A Clichy-sous-Bois (93), dont plusieurs quartiers sont classés "prioritaires". | Valerio Vinzenco/Hans Lucas

La situation de l’emploi se dégrade dans les quartiers classés « prioritaires » par la politique de la ville. Toutes les catégories sont touchées, y compris les jeunes diplômés. Le rapport de l’Observatoire national de la politique de la ville (ONPV), publié mardi 3 mai, dresse un portrait noir de la crise économique en banlieue.

L’organisme, qui a remplacé l’Observatoire national des zones sensibles (ONZUS), s’est recentré sur les nouveaux territoires prioritaires de la politique de la ville, plus resserrés – 1 296 au lieu des 2 304 avant la loi Lamy de février 2014 – et dessinés à partir du seul critère de la concentration de la pauvreté.

On savait le chômage plus élevé dans les quartiers relégués, la crise ayant plus fortement marqué ces territoires. Pire, depuis deux ans, alors que le reste du pays connaissait une sortie de crise progressive, les banlieues populaires se sont enfoncées dans la récession. L’année 2014, sur laquelle reposent les statistiques exploitées par l’étude, voit ce mouvement se renforcer.

Ainsi le taux de chômage des 15-64 ans atteint 26,7 % dans ces quartiers, contre un taux global de près de 10 % pour les agglomérations dont ils font partie. Toutes les catégories des habitants en âge de travailler sont touchées. Mais la mauvaise surprise vient des catégories jusqu’alors relativement épargnées : les jeunes diplômés et les non-immigrés.

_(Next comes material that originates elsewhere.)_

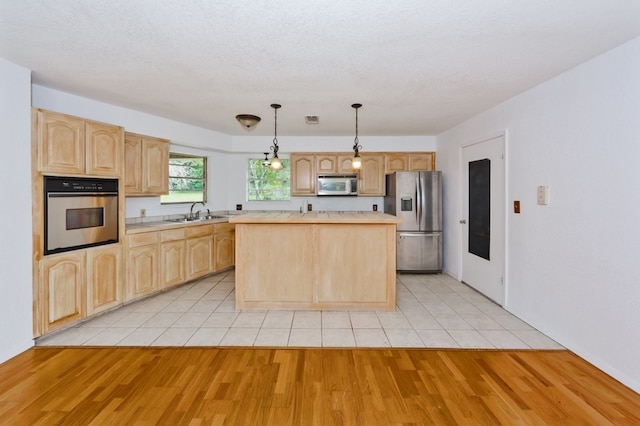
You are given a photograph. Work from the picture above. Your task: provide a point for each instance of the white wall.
(227, 155)
(251, 147)
(16, 329)
(572, 265)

Un taux de chômage presque trois fois supérieur

Les diplômés issus des quartiers prioritaires s’inséraient aussi bien que leurs congénères des grandes villes avoisinantes, une fois toutes les caractéristiques sociales prises en compte. Les bac +2 et plus trouvaient un emploi sur le marché du travail et pâtissaient peu de l’effet négatif lié au territoire, comme l’avait montré une étude du Centre d’études et de recherches sur les qualifications (Cereq) d’avril 2013.

Les chiffres de l’observatoire marquent un tournant : « Même avec un diplôme élevé, quelle que soit l’origine, les habitants des quartiers sont fortement exposés au chômage », souligne l’ONPV.

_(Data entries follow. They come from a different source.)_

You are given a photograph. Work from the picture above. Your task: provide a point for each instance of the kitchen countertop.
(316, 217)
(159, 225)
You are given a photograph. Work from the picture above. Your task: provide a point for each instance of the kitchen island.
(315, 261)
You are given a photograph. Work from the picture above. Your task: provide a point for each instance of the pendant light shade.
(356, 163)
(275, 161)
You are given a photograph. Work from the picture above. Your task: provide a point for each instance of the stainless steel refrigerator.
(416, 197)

Le taux de chômage des niveaux bac +2 et plus est presque trois fois supérieur à celui des unités urbaines proches (18,8 % contre 6,5 %). Le décalage est aussi marqué pour les populations les moins diplômées, dépassant 31 % pour les personnes sorties du système scolaire sans BEP ni CAP.

Les femmes fortement exposées

Les habitants non-immigrés, jusqu’alors plutôt moins touchés, sont également concernés par ce basculement. Leur taux de chômage est, en 2014, quasi similaire à celui des populations immigrées (26,2 % contre 27,9 %) alors que la différence entre ces deux catégories reste significative dans le reste des agglomérations (15,5 % pour les immigrés contre 9,2 % pour les non-immigrés).

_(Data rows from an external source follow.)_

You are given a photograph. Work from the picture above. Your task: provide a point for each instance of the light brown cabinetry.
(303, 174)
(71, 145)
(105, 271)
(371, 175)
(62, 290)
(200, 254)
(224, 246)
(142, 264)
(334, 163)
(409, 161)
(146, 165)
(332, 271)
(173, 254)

Les femmes des quartiers sont, elles, toujours plus fortement exposées à l’inactivité : elles sont 48 % en dehors du marché du travail, en particulier chez les moins de 30 ans et les plus de 50 ans. Une tendance qui peut s’expliquer par la forte proportion de familles monoparentales : seules 46,3 % des femmes entre 25 et 64 ans élevant seules leurs enfants ont un emploi, contre 81,1 % pour les femmes dans la même situation habitant les agglomérations voisines.